É possível fazer boas compras sem comprometer seu orçamento

Quem faz compras no supermercado constantemente sabe que os alimentos são os itens que mais sofrem os efeitos da inflação. Falta de chuva na época da floração da abóbora e os preços do produto vão às alturas. Chuva demais e, pronto: é o preço do tomate que sobe. Mas outros produtos também podem sofrer grandes oscilações sazonais, como carnes e peixes. E para não deixar o seu bolso à mercê das flutuações da economia, o melhor a fazer é investir em algumas mudanças de hábito.

Segundo a nutricionista Paula Fernandes Castilho, especialista em nutrição clínica e diretora da Sabor Integral Consultoria, uma das maneiras mais inteligentes de driblar a inflação é substituir os alimentos em alta por outros de valor nutricional semelhante. “O importante é manter uma dieta equilibrada, para que o corpo não fique sem algum tipo de nutriente”.

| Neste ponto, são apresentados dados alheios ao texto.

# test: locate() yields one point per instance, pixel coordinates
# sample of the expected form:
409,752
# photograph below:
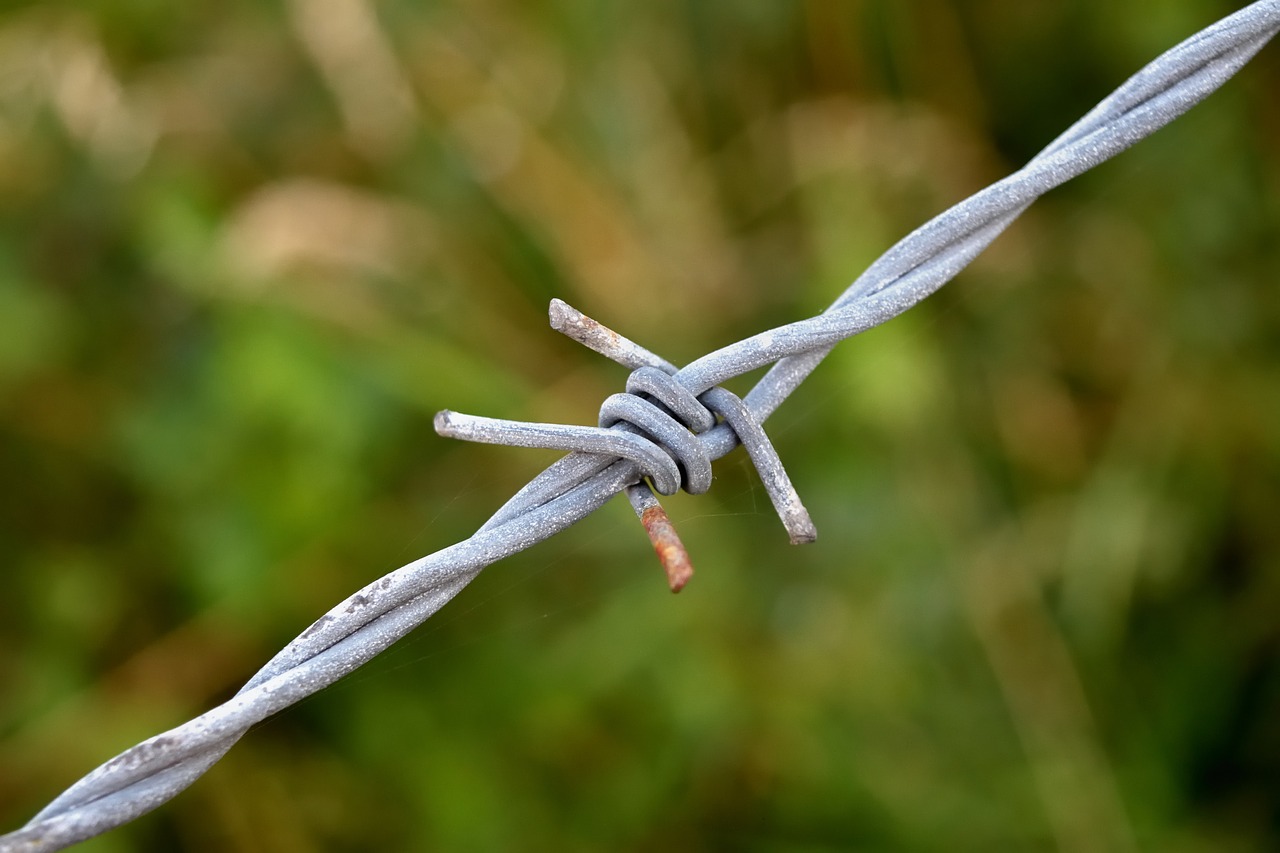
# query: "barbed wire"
667,428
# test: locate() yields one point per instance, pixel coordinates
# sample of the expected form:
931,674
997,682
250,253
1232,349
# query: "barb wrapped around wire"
657,425
385,610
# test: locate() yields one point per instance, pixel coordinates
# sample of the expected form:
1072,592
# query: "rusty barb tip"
668,547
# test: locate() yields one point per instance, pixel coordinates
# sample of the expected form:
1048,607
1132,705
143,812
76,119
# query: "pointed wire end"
800,527
562,314
668,547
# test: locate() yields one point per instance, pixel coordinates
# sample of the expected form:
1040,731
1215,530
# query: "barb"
150,774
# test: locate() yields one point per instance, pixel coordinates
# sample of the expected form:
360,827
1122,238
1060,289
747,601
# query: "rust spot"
668,547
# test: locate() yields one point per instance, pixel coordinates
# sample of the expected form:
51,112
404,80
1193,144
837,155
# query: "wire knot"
658,424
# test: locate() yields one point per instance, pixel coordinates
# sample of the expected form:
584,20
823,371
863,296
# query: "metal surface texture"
670,427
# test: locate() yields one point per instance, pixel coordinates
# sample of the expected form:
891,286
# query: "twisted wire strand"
357,629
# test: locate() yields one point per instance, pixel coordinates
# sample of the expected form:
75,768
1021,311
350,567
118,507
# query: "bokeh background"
250,249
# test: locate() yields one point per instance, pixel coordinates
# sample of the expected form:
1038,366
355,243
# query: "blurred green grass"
248,250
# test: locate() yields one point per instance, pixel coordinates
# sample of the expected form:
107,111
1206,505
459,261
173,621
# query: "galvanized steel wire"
634,443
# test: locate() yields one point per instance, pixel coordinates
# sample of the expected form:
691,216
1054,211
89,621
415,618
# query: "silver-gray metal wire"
154,771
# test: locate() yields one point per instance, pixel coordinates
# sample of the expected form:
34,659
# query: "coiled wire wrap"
656,424
154,771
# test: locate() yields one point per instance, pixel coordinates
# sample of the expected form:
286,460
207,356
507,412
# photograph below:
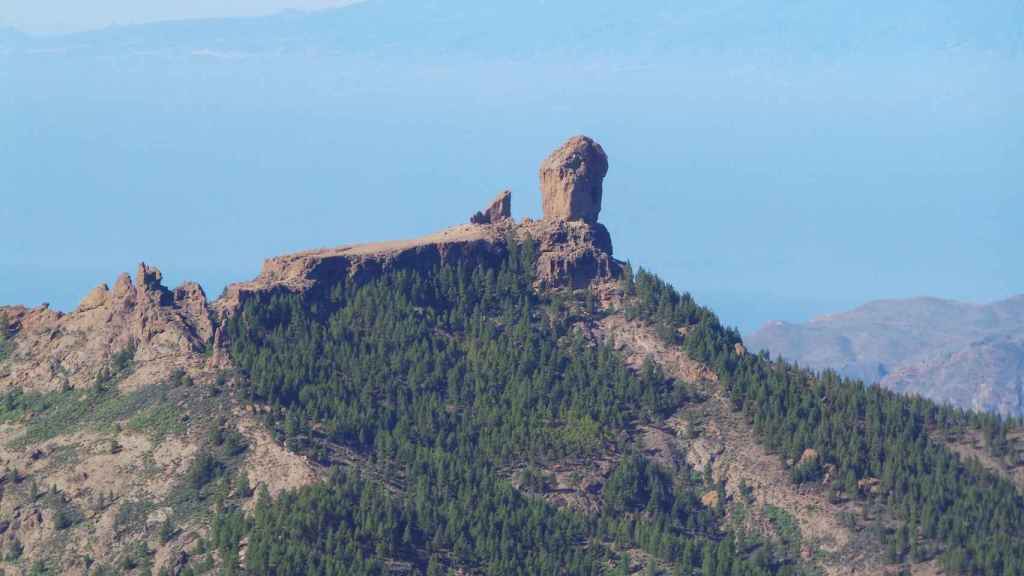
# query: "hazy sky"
57,16
779,160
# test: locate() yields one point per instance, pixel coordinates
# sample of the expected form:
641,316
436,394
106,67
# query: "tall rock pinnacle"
570,180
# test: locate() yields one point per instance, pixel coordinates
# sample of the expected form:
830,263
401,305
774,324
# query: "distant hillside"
970,356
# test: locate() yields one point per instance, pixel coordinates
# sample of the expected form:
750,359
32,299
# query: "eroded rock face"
167,330
499,210
571,180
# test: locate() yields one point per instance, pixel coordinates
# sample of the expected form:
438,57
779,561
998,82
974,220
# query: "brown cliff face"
52,351
571,180
499,210
569,254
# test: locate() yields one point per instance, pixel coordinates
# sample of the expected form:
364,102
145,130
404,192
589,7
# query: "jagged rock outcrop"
571,179
499,210
168,330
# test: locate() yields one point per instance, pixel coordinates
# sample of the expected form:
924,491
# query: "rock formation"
499,210
167,330
571,178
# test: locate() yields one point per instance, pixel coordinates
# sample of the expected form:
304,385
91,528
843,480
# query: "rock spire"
571,178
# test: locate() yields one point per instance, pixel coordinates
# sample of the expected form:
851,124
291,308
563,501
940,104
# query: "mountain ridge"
966,354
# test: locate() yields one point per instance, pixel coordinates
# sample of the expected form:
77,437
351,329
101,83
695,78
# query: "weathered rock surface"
499,210
50,350
571,179
569,254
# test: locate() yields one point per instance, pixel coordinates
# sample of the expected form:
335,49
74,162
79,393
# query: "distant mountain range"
967,355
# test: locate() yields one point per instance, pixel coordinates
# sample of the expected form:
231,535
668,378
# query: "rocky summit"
571,180
500,397
499,210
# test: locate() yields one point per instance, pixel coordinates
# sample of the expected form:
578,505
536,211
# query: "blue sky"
778,160
62,16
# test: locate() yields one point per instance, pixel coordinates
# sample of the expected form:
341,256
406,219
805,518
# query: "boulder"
499,210
96,298
571,180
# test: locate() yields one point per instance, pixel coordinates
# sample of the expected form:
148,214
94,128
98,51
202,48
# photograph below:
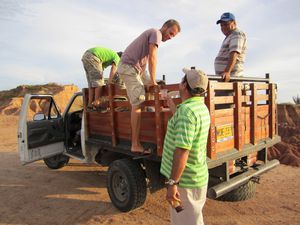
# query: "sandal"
144,152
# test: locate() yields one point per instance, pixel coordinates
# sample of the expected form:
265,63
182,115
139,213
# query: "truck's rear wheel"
126,184
57,161
244,192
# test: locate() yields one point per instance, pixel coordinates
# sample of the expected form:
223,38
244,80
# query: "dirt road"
76,194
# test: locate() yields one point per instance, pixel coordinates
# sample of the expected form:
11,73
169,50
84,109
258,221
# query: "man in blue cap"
229,62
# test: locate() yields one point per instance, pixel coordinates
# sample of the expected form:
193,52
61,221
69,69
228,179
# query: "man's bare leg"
91,96
98,93
135,129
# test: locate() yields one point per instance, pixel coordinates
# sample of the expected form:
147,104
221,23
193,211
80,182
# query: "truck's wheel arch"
243,192
126,184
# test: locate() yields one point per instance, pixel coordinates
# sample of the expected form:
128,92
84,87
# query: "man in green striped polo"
184,153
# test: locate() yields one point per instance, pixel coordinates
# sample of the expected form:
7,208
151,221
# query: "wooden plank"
253,113
158,122
223,112
262,86
112,116
272,108
262,98
222,86
224,146
209,101
238,116
223,100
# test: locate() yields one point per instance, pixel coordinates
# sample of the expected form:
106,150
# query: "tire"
244,192
126,184
57,161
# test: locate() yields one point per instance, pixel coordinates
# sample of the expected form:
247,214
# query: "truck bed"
246,125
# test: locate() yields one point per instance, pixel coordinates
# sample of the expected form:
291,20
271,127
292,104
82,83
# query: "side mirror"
39,116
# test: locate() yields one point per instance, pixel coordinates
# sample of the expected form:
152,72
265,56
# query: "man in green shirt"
95,60
184,153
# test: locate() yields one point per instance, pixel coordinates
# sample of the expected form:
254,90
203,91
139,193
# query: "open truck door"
40,130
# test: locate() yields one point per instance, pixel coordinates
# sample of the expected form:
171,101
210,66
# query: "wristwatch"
171,182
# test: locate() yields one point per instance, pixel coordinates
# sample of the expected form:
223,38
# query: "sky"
43,41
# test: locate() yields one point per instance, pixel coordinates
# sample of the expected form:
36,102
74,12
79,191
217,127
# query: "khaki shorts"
193,201
93,69
133,82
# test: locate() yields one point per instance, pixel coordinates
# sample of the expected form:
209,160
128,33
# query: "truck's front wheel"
57,161
126,184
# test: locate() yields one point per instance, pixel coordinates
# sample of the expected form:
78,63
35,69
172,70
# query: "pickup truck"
240,134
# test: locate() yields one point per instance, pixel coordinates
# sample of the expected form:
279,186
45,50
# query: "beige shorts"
134,83
193,201
93,69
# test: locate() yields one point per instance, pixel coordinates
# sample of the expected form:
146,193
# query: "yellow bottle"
177,206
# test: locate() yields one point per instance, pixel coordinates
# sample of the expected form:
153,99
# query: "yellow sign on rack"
224,132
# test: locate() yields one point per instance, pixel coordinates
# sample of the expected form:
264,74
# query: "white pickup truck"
238,143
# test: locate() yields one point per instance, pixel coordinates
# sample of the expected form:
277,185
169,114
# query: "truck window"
42,109
77,104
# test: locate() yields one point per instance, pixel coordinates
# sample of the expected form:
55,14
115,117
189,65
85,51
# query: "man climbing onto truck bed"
95,60
133,63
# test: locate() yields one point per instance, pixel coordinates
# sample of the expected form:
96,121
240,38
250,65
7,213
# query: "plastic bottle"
177,206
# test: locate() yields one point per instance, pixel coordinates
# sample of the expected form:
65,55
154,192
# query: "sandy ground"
76,194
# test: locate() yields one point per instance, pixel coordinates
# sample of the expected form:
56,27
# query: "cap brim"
224,20
185,70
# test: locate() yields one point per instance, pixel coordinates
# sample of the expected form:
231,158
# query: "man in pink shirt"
133,63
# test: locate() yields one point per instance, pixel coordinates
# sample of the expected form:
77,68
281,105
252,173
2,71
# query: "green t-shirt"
107,56
188,129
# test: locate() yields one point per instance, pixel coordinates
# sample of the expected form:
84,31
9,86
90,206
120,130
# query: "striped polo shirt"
236,41
188,129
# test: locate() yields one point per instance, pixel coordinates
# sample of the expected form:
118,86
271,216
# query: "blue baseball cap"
226,17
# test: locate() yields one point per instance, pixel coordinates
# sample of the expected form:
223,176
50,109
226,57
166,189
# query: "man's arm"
112,73
152,62
179,162
231,62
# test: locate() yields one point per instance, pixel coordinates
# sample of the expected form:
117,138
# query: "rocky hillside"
11,100
288,150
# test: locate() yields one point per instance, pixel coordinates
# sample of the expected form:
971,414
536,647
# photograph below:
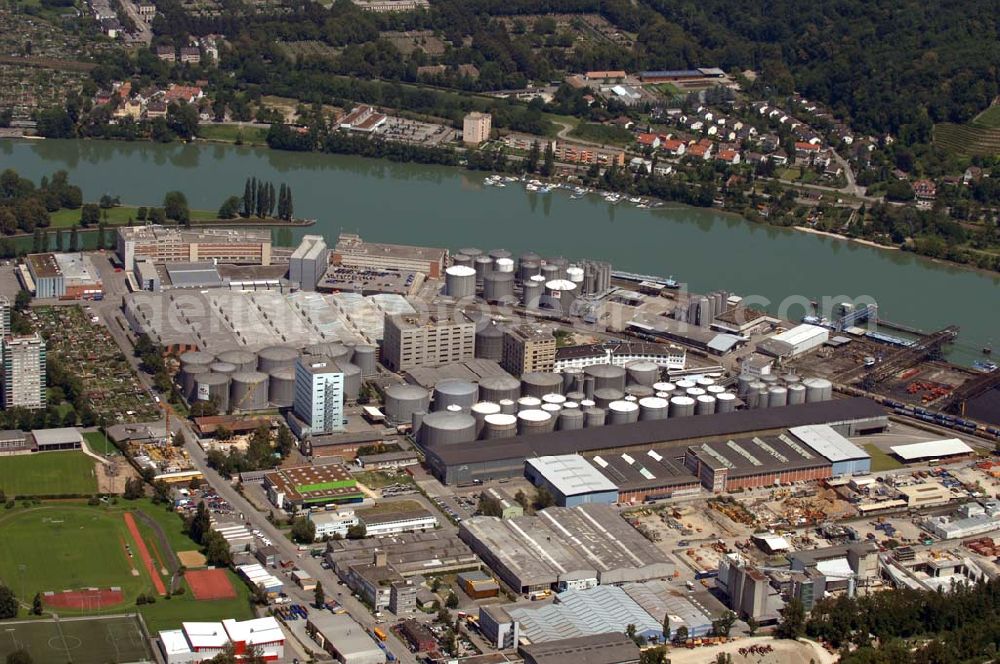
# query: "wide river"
451,208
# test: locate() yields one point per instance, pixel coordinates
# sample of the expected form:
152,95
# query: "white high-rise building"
319,395
24,368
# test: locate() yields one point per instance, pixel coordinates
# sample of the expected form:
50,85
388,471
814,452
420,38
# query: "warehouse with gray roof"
493,459
564,547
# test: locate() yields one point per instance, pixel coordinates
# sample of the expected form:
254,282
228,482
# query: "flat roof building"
608,648
352,251
311,486
489,459
537,553
409,341
162,244
571,480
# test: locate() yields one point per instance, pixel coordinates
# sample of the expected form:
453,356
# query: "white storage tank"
653,408
499,425
460,282
704,405
401,401
725,402
623,412
534,421
455,392
681,406
248,390
281,386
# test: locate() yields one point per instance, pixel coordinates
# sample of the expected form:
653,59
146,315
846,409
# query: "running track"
147,560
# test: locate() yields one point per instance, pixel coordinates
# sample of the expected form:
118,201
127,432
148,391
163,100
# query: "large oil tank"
489,343
480,411
653,408
223,367
498,388
364,356
642,372
606,395
777,397
594,417
725,402
528,403
606,376
531,296
534,421
704,405
188,376
796,394
275,357
460,282
498,287
446,428
243,359
639,391
401,401
213,386
559,295
193,357
681,406
623,412
455,392
281,386
483,265
570,419
528,269
539,383
248,391
818,389
499,425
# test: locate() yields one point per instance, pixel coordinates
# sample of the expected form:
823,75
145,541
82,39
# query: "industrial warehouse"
670,438
577,547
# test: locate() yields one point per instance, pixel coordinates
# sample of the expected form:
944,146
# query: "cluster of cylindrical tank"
773,391
241,380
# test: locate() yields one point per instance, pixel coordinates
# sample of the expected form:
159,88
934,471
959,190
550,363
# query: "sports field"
77,640
48,474
67,547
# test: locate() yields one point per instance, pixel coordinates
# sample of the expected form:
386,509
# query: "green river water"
437,206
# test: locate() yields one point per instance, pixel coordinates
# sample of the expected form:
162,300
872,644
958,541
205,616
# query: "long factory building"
725,451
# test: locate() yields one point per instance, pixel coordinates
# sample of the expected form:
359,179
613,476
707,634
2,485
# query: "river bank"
705,248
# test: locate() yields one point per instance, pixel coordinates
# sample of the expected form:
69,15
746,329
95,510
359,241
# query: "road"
109,312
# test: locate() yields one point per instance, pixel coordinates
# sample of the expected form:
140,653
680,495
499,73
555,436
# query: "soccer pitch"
117,639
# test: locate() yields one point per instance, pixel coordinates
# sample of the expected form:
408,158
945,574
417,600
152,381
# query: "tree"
723,625
20,656
175,207
303,531
793,620
319,597
133,489
8,603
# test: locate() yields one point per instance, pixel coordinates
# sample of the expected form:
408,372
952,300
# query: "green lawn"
47,473
604,134
99,443
880,460
67,546
229,133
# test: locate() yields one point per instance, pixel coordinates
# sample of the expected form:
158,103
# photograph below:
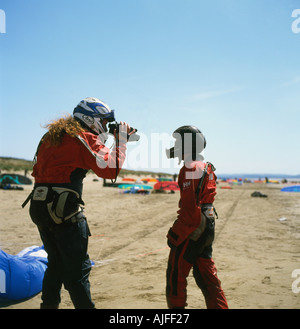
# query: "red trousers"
205,274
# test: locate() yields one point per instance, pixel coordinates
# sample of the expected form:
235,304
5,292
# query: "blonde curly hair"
58,128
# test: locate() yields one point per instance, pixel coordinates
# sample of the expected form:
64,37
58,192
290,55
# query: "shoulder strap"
38,147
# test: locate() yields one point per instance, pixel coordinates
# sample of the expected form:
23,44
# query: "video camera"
131,138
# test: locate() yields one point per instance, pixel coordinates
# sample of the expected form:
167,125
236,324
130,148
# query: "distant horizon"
220,175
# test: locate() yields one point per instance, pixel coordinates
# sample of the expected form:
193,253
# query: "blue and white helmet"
91,111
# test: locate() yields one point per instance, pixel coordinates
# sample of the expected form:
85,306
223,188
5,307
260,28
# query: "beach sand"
255,252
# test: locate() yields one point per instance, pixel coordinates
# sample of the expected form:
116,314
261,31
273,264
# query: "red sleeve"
97,157
189,213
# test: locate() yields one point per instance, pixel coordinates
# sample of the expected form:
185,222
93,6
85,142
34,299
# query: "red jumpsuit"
56,164
185,253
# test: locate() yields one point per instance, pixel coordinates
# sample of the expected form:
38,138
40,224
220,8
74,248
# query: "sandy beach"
256,248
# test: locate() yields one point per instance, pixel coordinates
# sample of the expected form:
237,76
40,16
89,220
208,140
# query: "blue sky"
230,67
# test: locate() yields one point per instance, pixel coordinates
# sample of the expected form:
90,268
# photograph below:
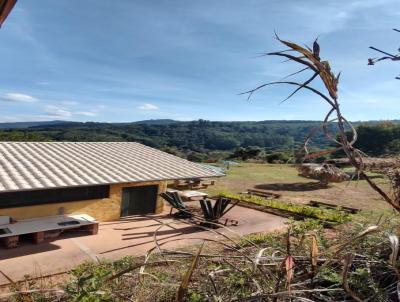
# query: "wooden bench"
45,228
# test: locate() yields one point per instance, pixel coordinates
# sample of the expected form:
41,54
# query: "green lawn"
283,179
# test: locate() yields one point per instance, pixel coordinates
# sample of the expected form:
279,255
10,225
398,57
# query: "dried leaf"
394,244
314,251
316,48
186,279
289,266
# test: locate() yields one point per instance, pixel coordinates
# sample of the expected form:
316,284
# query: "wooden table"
45,228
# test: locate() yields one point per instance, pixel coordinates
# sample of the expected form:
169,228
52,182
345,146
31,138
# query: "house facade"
106,180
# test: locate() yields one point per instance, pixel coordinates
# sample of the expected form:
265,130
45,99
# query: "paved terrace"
128,236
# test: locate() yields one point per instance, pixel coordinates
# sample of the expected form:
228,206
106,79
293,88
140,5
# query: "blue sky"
128,60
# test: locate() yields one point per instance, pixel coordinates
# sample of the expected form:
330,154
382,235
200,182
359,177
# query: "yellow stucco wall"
106,209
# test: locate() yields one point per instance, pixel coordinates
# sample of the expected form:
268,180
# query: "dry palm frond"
310,59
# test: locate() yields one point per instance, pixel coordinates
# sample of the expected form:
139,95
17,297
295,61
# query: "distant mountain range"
22,125
200,135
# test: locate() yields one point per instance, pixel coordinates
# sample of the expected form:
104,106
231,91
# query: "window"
37,197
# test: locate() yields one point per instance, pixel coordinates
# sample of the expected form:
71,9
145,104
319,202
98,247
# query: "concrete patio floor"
128,236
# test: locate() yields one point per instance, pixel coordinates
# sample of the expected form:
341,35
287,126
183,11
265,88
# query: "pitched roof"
40,165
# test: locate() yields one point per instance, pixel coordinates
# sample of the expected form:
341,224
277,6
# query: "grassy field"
283,179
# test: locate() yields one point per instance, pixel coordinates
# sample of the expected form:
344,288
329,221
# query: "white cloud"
69,103
15,97
148,106
57,111
86,113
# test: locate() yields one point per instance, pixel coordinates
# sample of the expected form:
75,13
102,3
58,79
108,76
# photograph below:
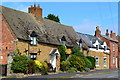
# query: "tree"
53,17
92,59
77,62
20,64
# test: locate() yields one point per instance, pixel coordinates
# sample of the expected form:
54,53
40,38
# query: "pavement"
78,74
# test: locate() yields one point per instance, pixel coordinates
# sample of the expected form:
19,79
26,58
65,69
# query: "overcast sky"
83,16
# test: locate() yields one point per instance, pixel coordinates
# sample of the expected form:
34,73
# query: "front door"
53,61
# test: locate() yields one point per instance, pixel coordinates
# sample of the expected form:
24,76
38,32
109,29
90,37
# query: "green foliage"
77,62
53,17
62,50
38,64
20,64
72,70
44,70
92,60
75,49
18,52
32,67
88,63
65,65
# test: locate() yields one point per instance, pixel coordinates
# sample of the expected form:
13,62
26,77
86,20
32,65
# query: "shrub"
20,64
62,50
72,70
44,70
77,62
65,65
92,59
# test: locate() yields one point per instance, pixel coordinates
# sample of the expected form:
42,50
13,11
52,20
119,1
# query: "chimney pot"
106,30
111,31
97,28
34,5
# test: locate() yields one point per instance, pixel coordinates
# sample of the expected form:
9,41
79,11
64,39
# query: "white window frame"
97,64
113,60
105,61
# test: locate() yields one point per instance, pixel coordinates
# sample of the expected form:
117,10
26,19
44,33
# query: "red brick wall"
36,10
7,44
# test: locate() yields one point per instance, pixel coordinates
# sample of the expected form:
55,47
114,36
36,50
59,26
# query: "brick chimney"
36,10
107,34
97,32
112,35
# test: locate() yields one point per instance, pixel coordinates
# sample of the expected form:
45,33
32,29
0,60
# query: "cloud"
86,26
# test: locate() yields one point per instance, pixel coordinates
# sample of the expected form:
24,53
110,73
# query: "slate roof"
48,31
88,38
107,37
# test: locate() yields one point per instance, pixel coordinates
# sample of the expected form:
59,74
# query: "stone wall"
101,56
44,54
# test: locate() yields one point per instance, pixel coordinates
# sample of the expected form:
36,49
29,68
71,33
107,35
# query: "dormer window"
97,47
63,40
33,37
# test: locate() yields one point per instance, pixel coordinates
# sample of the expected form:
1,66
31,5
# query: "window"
97,61
113,60
113,47
33,56
105,61
97,47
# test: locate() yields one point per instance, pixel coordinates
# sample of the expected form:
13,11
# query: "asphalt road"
109,73
100,75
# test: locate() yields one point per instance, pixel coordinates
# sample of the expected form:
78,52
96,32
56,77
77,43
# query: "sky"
83,16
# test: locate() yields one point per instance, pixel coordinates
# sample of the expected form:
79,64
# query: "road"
110,73
99,75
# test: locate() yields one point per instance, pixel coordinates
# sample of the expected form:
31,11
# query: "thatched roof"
48,31
90,38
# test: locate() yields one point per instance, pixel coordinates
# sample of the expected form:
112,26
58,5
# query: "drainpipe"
15,43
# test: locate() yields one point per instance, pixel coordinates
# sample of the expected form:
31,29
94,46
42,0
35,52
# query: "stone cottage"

De acordo com a nutricionista da PB consultoria, Karina Valentin, uma das melhores formas de economizar na hora das compras é fazer uma lista dos alimentos que você realmente precisa para dispensar aqueles que são secundários. Outra dica é dar prioridade sempre aos alimentos de hortifruti que estejam em seu período de safra, quando ficam bem mais baratos.

Outra dica que as especialistas dão é sempre pesquisar os preços dos alimentos em supermercados e feiras da região, para descobrir qual oferece os melhores preços e qualidade. Paula indica que vale até aproveitar a “xepa”, os alimentos que ficam por último nas bancas e, naqueles minutos próximos ao encerramento da feira, são vendidos com enormes descontos. “Essa é uma hora em que conseguimos comprar alimentos com qualidade. É só saber procurar”, diz.

Alimentos mais caros ou que estejam em alta, sugere Karina, não precisam ser eliminados totalmente da dieta, mas podem ser consumidos apenas em ocasiões especiais. É o caso, por exemplo, do camarão. “Uma dica seria comprar em pequena quantidade e incrementar a receita utilizando molho de tomate, legumes e temperos para dar mais volume ao prato e servir esse molho com um macarrão integral, por exemplo”.

E o pãozinho?
Quem consegue abrir mão do pãozinho de cada dia? “O pão francês está na base da alimentação brasileira. Pesquisas mostram que o quilo do pãozinho pode chegar a até R$ 9,00”, diz Karina. Assim, se a ideia é economizar na hora do supermercado, que tal fazer o seu próprio pão? A nutricionista informa que com um quilo de farinha branca, que custa em média R$ 4,00, é possível fazer o equivalente a 25 pãezinhos franceses. E se você quiser unir o econômico ao saudável, pode usar farinha integral. Ela é só um pouquinho mais cara – R$ 5,50, em média – e ainda é uma opção mais econômica do que adquirir o produto na padaria. “A utilização de farinhas integrais auxilia no funcionamento intestinal, diminuição de glicemia, controle dos níveis de gorduras no sangue e aumento do tempo de saciedade”, diz a nutricionista.